Ada sebuah info yang mengatakan bahwa desa yang maju atau bisa kita katakan yang menjadi standar suksesnya desa kedepan adalah banyaknya dana desa dialokasikan ke Bumdes.
Karena sebagai lembaga yang bertujuan meningkatkan kesejahteraan masyarakat desa dengan melalui pengelolaan potensi desa sesuai dengan kebutuhan masyarakat, atau dengan kata lain sebagai salah satu sumber kegiatan ekonomi desa yang berkelanjutan.
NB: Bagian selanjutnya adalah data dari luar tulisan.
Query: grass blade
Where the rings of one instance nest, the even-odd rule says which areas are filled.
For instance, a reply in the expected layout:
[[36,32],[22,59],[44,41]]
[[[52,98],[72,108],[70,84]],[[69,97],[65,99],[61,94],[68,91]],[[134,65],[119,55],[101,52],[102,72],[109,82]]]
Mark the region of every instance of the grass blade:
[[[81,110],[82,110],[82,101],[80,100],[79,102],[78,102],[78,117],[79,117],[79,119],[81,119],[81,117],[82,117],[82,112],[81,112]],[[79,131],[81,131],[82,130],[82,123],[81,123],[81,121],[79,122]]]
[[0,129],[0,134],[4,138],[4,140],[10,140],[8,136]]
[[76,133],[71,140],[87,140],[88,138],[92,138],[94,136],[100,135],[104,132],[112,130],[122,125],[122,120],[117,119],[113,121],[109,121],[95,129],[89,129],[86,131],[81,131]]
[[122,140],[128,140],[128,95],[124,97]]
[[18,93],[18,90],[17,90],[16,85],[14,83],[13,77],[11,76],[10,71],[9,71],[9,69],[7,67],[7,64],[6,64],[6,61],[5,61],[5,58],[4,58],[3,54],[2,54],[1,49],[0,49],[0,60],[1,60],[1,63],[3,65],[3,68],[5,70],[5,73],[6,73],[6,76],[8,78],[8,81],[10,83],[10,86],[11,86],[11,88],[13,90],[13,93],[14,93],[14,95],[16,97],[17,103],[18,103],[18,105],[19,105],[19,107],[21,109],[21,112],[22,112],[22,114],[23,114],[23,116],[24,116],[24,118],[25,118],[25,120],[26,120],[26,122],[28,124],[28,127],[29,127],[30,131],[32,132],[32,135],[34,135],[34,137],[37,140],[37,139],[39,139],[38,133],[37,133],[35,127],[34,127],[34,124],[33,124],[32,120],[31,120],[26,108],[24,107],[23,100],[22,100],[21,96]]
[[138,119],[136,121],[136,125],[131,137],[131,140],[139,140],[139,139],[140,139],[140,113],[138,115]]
Akhirnya, tiada gading yang tidak retak. Kita semua berharap semoga dana desa betul-betul ditempat sesuai dengan ketentuannya dan dikelola oleh orang-orang yang mempunyai moralitas dan komitmen yang kuat untuk kepentingan masyarakat tanpa diselimuti dengan kepentingan-kepentingan sesaat.
Kita juga tidak munafik, siapa sih yangn tidak mau uang. Tapi, janganlah sampai keterlaluan mengurangi mutu dan kualitas barang atau pekerjaan. Kita yakin dana desa tidak berubah menjadi dana dosa bagi pak Gecik dan aparaturnya bila diperuntukan sesuai hasil musyawarah dan direalisasikan dilapangan. Amin.
*Penulis seorang antropolog dan pemerhati kehidupan sosial ekonimi dan budaya yang berdomisi di seputaran Kota Takengon.